Harney previously received compensation for being physically and emotionally abused, as well as forced into labour, in an industrial school. As such, she believes she will be ineligible to apply for redress for her time in Bessborough and the impact it had on her life.

Harney stated: “I got redress for the 12 and a half years I spent in an industrial school, but I’m not entitled to redress for the two and a half years that I spent in Bessborough?

“They are two separate things. It was my birth and incarceration in the mother and baby home that led to my being put in an industrial school.

“It’s as though the first five and half years of abuse in my life don’t really matter,” she said.

Harney said that while it is welcome that all mothers who spent time in an institution will be eligible for some form of payment, the overall approach is “discriminatory” and will exclude many survivors.

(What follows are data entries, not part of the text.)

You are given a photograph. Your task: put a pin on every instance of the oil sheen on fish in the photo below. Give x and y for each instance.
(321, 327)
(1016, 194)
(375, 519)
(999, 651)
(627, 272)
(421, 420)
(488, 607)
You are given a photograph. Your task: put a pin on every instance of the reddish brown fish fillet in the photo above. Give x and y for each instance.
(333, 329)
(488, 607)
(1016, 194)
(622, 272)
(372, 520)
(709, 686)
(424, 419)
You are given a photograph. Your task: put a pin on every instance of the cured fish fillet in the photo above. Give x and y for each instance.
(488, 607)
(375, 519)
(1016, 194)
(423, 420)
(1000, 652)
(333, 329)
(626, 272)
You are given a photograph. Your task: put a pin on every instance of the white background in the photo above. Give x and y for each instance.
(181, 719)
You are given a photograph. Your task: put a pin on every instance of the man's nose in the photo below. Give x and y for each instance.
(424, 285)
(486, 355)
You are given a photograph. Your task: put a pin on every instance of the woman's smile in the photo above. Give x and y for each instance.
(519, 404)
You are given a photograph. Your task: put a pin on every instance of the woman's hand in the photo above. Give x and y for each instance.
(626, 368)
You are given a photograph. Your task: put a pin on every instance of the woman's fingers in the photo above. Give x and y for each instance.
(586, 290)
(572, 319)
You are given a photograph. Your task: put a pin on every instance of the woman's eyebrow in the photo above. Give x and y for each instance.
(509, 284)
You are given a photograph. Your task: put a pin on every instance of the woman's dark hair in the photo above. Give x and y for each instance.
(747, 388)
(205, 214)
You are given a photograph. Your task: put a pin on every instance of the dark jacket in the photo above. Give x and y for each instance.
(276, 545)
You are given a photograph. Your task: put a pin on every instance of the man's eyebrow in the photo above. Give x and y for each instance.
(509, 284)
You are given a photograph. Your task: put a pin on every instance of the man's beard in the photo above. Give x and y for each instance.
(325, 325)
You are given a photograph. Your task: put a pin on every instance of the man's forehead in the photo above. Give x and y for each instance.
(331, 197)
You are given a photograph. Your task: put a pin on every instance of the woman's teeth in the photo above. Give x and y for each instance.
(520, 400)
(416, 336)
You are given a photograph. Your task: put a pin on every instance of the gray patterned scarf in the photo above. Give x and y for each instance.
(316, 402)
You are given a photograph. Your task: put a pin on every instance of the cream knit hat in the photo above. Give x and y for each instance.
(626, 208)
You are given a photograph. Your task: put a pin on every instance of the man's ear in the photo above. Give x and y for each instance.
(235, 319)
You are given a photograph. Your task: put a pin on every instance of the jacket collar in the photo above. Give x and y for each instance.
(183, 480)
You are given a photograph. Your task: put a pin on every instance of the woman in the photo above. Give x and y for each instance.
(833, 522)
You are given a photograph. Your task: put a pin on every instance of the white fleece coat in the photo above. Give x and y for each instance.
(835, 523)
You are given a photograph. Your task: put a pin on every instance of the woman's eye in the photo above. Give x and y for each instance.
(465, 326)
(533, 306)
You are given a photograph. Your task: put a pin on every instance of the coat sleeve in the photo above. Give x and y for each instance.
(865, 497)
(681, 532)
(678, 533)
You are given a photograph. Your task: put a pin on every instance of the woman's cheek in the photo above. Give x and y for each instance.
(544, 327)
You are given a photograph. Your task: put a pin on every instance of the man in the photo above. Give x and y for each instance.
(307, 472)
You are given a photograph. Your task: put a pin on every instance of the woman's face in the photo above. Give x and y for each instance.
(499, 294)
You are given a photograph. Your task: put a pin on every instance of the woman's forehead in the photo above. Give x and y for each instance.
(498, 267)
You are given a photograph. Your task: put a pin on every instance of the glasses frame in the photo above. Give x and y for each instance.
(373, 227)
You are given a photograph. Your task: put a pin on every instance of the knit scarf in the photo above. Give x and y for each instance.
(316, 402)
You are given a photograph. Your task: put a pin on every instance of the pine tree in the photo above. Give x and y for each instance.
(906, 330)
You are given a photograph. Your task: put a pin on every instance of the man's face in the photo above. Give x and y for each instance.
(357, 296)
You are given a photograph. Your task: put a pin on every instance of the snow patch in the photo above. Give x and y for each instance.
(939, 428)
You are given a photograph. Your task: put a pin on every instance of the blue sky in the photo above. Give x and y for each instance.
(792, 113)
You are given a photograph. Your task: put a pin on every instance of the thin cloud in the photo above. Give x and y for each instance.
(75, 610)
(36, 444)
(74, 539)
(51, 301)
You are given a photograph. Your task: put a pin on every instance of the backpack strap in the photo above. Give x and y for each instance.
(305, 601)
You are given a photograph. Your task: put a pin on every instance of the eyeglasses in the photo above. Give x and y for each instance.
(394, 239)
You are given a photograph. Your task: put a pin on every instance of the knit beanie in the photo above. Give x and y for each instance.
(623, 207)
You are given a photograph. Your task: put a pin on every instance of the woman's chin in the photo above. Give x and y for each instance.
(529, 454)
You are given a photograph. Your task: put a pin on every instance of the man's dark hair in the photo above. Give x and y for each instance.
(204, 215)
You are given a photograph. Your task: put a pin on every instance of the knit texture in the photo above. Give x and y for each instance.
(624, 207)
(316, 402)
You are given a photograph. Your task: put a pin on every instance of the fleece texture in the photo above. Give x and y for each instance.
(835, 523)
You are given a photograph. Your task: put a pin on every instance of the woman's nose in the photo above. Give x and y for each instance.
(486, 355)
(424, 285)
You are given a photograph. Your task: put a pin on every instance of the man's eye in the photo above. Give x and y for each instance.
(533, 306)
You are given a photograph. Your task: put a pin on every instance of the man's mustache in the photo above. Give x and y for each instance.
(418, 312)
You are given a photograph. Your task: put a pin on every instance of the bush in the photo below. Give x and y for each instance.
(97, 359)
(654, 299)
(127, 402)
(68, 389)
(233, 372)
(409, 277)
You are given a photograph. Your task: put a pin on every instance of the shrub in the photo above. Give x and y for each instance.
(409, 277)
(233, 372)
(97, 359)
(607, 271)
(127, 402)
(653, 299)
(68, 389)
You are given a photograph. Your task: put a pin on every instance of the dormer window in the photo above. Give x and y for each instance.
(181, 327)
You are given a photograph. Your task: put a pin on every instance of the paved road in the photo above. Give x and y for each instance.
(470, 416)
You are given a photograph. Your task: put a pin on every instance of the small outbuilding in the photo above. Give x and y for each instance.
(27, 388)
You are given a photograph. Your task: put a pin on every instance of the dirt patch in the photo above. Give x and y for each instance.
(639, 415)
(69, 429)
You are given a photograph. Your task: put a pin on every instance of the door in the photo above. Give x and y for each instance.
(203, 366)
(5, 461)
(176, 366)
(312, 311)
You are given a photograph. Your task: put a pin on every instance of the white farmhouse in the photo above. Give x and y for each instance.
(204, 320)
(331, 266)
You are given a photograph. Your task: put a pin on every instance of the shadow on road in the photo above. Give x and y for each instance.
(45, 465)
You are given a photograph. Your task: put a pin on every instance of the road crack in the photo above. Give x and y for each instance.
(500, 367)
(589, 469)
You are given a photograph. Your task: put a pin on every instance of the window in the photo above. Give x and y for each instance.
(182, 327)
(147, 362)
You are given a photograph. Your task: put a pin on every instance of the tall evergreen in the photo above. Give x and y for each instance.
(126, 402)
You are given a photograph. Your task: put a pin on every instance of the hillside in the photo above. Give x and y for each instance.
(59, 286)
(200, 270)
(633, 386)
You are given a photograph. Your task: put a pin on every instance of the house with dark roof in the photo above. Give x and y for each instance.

“My mother is dead so she can’t claim any compensation. Any child who was in there for [less than six months] can’t claim any compensation. So some families who were separated will get nothing, absolutely nothing.”

Harney said she fears this redress scheme is following in the footsteps of the much criticised Magdalene laundries redress scheme and the residential abuse scheme.

Harney added that the lack of focus in the redress plan on survivors’ human rights amounts to “more whitewashing” from the Government.

The Government’s statement notes that the legal waiver may disappoint some people, but should not be seen as the State’s “failure to take responsibility” or be “truly accountable”.